(Egad, it's the 19th already and we're only into our SIXTH post of the month? That's like the blogging regularity of a regular person with a healthy social life! Has Twisted Tales' moment in the sun passed, or is the busiest stretch of the year to be blamed? Oh well, let's just give your harried writer here the benefit of the doubt and hope that the goodies will start appearing come the new year. But wait, then there's Chinese New Year...
Bleargh, passion, passion...that's what I'm supposed to write with, right?)
Okay, I'll be honest. The part in brackets was written three days ago, which was when I started writing this chapter and have been unable to finish since. Between the rushing to and fro college for the graduation exhibition setup, some dumb interview with the college, designing, redesigning, and re-redesigning the church bulletin which I still insist sucks, trying my hardest to feel like I'm on holiday, and lots of other menial stuff like eating and sleeping, I can't believe I'm still almost as busy as I was at the end of the term. Talk about reliving a nightmare.
But the biggest bombshell came yesterday. As I was driving home, I suddenly received an SMS from Zhi Yong which went something like, "Eh, did you hear? Ju Liang is in the hospital for suspected leukemia. Pls pray for him.". Ju Liang is, in case you didn't know, a pretty close friend of mine in church. Rather numbly I just deleted the message and muttered a half-hearted prayer or two when traffic was slow.
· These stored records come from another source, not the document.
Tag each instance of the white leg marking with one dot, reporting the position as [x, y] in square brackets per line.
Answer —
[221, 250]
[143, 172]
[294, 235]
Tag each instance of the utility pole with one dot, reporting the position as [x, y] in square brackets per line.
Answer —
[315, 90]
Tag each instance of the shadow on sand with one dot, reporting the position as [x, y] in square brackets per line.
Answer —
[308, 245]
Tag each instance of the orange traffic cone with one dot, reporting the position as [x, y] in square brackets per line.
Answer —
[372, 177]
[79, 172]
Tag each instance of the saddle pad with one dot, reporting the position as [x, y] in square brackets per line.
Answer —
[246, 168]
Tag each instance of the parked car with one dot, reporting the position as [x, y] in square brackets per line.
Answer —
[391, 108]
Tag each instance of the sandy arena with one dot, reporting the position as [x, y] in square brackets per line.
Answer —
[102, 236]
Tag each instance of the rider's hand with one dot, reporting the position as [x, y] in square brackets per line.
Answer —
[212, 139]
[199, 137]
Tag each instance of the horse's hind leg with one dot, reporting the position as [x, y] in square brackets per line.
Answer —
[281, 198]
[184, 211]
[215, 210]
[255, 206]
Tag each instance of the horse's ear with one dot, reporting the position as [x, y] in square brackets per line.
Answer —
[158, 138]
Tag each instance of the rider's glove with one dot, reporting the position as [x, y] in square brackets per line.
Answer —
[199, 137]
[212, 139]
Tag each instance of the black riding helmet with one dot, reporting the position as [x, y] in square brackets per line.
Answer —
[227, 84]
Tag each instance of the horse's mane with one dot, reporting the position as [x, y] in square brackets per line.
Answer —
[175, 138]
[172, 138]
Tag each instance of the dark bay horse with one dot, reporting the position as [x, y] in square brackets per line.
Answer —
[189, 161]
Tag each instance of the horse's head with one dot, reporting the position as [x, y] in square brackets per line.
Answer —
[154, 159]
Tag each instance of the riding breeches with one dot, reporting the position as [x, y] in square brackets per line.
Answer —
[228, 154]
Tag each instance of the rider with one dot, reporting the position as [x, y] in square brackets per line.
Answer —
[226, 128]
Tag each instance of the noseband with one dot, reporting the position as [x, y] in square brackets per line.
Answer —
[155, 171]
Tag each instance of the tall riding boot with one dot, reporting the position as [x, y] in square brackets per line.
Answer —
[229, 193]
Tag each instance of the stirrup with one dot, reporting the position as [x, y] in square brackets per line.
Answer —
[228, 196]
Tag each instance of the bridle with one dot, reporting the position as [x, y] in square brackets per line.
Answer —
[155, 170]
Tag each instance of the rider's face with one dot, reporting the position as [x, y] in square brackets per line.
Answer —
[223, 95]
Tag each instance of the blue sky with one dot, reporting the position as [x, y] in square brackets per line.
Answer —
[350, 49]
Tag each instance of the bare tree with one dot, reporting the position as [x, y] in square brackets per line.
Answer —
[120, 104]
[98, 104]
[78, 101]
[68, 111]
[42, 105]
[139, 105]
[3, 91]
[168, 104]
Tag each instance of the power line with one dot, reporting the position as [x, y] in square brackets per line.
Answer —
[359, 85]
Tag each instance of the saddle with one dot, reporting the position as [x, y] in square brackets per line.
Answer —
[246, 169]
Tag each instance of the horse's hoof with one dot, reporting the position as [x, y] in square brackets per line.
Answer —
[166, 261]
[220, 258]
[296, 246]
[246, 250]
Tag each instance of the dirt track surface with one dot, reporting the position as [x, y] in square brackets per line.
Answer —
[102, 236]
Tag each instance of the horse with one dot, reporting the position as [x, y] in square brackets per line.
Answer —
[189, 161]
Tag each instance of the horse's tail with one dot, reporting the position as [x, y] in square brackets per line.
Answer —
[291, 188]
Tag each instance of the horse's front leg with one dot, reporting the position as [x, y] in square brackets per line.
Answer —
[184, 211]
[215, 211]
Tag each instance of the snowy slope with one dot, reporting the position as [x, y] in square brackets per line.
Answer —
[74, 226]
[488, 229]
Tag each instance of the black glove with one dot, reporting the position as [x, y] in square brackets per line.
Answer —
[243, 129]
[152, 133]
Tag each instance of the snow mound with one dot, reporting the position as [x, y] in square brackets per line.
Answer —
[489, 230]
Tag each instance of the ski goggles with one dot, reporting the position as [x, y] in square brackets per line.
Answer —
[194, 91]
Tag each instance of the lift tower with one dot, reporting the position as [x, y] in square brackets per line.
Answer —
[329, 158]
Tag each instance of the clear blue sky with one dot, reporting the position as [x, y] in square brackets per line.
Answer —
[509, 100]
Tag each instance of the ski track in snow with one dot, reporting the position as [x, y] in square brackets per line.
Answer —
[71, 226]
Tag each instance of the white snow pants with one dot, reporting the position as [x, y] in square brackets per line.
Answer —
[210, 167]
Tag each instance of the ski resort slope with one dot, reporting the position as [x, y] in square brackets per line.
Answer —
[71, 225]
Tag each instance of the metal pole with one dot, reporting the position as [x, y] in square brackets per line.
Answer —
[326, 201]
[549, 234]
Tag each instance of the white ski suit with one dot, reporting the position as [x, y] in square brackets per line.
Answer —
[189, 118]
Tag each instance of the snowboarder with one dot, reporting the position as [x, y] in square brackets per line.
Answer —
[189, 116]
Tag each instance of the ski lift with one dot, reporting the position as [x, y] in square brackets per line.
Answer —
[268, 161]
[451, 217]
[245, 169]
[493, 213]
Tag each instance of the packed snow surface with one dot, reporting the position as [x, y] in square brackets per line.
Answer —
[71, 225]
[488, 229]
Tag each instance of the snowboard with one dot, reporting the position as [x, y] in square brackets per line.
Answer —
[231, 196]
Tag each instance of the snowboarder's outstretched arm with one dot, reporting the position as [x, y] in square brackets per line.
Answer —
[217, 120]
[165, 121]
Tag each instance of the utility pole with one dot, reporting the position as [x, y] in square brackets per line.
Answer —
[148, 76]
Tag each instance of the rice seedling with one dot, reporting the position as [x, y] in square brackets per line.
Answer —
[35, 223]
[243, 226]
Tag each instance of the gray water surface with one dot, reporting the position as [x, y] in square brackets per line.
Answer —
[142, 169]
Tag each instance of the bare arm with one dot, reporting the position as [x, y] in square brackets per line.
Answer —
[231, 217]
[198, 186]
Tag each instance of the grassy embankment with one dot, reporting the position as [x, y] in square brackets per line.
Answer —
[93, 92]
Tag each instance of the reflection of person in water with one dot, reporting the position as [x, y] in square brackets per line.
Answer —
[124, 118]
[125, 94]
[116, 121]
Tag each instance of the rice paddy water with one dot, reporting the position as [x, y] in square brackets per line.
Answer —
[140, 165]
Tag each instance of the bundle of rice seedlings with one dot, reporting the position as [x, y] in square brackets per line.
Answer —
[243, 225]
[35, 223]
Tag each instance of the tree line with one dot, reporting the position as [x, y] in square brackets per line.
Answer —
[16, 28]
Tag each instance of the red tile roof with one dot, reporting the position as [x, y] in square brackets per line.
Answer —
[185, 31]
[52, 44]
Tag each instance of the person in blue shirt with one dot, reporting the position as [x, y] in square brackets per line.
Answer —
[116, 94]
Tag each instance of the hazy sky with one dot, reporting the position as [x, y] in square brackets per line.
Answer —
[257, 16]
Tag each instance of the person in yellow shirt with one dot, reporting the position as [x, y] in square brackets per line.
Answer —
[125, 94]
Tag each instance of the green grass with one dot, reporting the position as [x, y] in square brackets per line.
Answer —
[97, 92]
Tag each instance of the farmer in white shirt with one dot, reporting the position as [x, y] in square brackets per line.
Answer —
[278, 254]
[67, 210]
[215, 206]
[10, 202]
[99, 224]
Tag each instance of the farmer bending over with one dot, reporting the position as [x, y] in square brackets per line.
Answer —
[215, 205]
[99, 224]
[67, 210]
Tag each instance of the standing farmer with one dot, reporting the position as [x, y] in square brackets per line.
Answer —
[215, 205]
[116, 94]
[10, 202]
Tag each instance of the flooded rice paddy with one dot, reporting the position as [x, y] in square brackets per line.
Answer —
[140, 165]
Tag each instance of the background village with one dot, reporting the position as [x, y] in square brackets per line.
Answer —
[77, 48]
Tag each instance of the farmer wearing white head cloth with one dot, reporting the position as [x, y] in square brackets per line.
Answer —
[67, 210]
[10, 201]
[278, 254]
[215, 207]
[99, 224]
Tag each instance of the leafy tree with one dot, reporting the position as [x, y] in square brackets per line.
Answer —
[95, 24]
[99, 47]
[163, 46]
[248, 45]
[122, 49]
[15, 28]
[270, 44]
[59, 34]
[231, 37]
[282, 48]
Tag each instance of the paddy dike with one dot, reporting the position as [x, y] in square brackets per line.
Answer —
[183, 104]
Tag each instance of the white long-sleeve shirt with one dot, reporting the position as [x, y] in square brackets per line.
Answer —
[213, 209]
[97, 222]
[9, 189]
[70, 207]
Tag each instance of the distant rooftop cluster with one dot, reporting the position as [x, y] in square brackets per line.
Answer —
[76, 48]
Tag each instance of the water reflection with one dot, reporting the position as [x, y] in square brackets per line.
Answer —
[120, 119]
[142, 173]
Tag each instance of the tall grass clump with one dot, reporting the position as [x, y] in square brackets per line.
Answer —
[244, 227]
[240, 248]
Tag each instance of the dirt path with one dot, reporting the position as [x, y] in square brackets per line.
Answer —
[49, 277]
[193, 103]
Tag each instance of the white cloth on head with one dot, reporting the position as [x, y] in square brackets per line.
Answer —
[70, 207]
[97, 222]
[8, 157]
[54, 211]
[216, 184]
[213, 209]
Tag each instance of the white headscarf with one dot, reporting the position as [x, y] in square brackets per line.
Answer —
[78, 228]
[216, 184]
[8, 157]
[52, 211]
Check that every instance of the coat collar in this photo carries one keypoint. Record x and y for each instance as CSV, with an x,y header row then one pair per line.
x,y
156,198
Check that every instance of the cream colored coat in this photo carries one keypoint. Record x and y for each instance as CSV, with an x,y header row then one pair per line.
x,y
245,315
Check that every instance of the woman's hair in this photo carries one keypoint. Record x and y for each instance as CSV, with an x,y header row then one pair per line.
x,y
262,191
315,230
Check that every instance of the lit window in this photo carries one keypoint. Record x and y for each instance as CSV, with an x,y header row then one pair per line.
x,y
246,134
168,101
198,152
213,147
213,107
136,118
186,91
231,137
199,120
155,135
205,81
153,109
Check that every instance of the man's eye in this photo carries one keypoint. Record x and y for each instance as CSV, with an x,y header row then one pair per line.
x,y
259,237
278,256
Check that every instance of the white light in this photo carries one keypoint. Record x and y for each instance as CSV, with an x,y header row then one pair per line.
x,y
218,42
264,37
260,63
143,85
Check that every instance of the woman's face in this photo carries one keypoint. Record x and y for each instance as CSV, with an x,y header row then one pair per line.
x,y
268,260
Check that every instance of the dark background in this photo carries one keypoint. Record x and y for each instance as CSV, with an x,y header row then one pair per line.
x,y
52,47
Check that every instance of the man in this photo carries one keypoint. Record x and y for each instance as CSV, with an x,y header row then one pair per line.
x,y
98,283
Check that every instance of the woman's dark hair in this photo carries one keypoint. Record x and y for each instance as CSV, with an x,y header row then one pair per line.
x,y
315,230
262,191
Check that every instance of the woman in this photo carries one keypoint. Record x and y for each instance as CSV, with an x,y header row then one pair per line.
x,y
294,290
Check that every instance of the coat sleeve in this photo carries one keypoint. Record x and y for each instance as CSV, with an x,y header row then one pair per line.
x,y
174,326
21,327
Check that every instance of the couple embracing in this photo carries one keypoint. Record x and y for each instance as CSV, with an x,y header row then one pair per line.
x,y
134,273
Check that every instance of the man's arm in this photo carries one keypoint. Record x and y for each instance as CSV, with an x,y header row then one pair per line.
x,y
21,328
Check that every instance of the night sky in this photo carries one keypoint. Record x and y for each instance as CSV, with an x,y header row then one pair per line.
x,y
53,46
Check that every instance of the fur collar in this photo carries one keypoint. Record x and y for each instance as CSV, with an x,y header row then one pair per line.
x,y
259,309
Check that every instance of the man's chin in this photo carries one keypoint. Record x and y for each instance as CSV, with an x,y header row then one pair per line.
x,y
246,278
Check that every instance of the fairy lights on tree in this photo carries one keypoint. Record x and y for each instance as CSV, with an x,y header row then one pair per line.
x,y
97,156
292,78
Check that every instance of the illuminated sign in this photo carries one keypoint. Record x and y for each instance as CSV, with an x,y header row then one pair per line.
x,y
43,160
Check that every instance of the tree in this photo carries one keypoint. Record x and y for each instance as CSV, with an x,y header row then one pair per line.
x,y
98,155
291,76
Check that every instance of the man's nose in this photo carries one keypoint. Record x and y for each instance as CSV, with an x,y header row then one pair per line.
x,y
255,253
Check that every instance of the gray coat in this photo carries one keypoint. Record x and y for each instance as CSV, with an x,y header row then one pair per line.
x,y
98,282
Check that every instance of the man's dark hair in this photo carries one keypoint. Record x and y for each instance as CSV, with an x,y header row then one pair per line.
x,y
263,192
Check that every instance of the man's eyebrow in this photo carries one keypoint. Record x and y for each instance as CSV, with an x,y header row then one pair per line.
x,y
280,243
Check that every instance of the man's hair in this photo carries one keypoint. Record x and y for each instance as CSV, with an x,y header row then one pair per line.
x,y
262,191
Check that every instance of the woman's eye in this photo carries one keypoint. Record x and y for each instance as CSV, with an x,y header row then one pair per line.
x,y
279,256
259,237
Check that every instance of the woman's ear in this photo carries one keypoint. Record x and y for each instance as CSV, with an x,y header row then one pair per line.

The severity of the situation didn't strike me still this morning. Watching Narnia with some friends. Fetching them back. Doing my usual crappy high-pitched sing-along to Phantom Of The Opera to amuse them. Driving to college. Doing minimal work. Goofing around with a digital camera. All the while Ju Liang was on my mind, but I still somehow assumed him to be having some sort of high fever. I don't know why nothing bad crossed my mind. Maybe I'm just like that.
It was only when I was at Zhi Yong's house later, about to leave for the hospital to visit Ju Liang, that Zhi Yong's father let me in on the diagnosis. Apparently Ju Liang was confirmed to be suffering from leukemia and has to undergo chemotheraphy. The expected life span for a leukemia patient after treatment is five years.
Now he was talking about life spans.
I've read countless such stories and articles, and not one of them has left a lasting impression on me. I don't expect this one to change you in any way, unless you know Ju Liang too. It doesn't have a moral lesson at the end. It's not a feel-good story, nor a heartstrings-tugging one. In fact, the story hasn't even started yet. I'm writing this down just because I need to.
He seemed fine at the hospital.
At the end of the night, I asked Zhi Yong, "Hey...he'll be all right, won't he?"
"Will he...die?" I just had to ask.
"Oh well," I looked up at the stars, dotting the black sky like silverdust. "I could think of a million things to say beginning with 'I think God is trying to...', but who am I to speak of God's will?"
Dear Lord Jesus, please take good care of my friend Ju Liang.
Wow, that almost qualifies as a seperate Writer's Block. Never mind, the story's gonna be an added bonus...
The New Girl, Chapter 17
Jean eyed the unguarded window at the far end of the room. The other two patients between her and the window were fast asleep in their beds though it was still bright. The annoying nurse who checked on them every hour was still fifteen minutes before schedule. Plenty of time for her to climb out and hail a taxi to school before anyone noticed.
She'd been stuck here for an entire morning and afternoon, ready to wither from the boredom. Her parents were still out there consulting with the doctors on the A to Zs of her condition and from what little bit she could gather, still nobody had a clue what was happening. Each time the doctors told them that in their medical gibberish, her father grew increasingly agitated while her mother inched closer to a nervous breakdown.
May was positive that black magic was behind it all. The only question was whether it was Saras' doing or Jean's. Both of them would want her to believe that the other did it, and had perfectly valid reasons to back themselves up. To make matters worse, she still didn't know if Jean was all right after her tantrum in the garden.
"Excuse me, Miss Leong," the nurse poked her head in. "You have a guest."
A guest? It had better not be the first in a dreaded never-ending slew of relatives asking the same questions over and over.
"Let him in."
She heard the nurse speak softly to someone and then the door opening. It was Saras.
"Saras?" She looked very much different from her usual rowdy self in school, almost docile with her neat untied hair and cotton skirt. "I-I didn't expect you at all."
"I won't take long." she smiled and sat beside her bed.